(7 years ago)
Lords ChamberI agree with my noble friend. One positive fact that emerged from this audit was that 85% of ethnic minority people believe that they are British and identify very strongly with their community. That is a very positive sign. My noble friend is right that in many of these indicators, the Indian community does well; but, by contrast, they reveal that the Bangladeshi community does not do nearly so well on many of the same indicators. We need to understand the reasons, address them and see whether we can bring those members of the ethnic minorities who do not achieve quite as well as the Indian community in the respect that my noble friend mentioned up to the same standard.
My Lords, although, let me be clear, the Church of England has nothing to teach anyone else on this subject—our record is not a good one—in the diocese of Chelmsford, where I serve, which includes the east London boroughs, which have some of the most diverse communities in Europe, we have found that of course there is racism and xenophobia but there is also what has been explained to me as unconscious bias. It is not quite the same as racism; it is those things which prevent us from seeing each other as clearly as we need to. Both in the Church of England generally and in the diocese where I serve, we have done a lot of training over the past couple of years to help people to see their own unconscious bias towards people, and this is already bearing fruit in the church context with black and global majority people coming forward into positions. I wondered whether the Government had looked at that both for us and in wider society to try to move the debate on beyond the binary thing of, “Somebody is a racist or they are not”.

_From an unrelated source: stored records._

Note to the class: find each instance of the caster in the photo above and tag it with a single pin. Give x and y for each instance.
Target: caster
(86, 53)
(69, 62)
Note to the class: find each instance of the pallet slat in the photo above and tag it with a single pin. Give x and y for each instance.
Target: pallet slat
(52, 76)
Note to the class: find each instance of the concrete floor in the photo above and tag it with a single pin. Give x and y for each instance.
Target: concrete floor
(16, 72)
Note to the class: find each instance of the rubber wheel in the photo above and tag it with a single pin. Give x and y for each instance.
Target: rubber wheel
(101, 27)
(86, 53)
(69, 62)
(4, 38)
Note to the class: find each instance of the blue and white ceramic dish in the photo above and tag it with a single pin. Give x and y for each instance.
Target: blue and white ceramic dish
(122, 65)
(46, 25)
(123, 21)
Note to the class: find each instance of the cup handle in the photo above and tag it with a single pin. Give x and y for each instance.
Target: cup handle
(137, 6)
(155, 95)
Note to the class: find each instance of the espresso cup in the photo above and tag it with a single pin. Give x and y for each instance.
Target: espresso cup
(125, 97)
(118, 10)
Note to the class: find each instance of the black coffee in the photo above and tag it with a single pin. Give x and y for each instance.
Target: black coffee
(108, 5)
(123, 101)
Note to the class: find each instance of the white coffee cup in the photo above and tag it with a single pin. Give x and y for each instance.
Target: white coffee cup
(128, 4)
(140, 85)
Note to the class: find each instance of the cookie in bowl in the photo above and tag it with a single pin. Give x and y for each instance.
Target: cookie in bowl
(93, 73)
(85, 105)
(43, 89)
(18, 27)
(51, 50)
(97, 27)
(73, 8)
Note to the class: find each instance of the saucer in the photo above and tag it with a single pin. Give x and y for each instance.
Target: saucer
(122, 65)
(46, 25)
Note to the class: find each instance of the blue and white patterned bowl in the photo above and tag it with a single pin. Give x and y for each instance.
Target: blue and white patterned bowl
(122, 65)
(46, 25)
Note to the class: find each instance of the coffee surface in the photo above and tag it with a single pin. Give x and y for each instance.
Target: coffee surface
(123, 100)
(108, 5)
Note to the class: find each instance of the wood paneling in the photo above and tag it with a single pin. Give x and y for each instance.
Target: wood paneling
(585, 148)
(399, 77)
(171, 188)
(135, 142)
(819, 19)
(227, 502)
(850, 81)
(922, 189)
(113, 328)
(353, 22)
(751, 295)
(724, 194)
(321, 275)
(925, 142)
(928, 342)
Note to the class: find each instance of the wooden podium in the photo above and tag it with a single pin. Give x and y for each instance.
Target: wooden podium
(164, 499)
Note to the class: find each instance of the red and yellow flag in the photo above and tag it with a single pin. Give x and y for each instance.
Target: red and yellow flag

I welcome the work which the right reverend Prelate has been doing in east London, in his diocese. If there is a template there, a model of working which can have wider application, of course the Government would be interested. One thing that I discovered from going on to the website this morning, which I had not appreciated before, is that black people are disproportionately more likely to engage in voluntary work than any other group. If one digs into the audit, there is a lot of good news there about ethnic minorities, which I hope we can now put in a wider domain. If we can build on the good work that the Church has done in east London and apply it to some other areas where there are big ethnic minority populations, the Government would be delighted.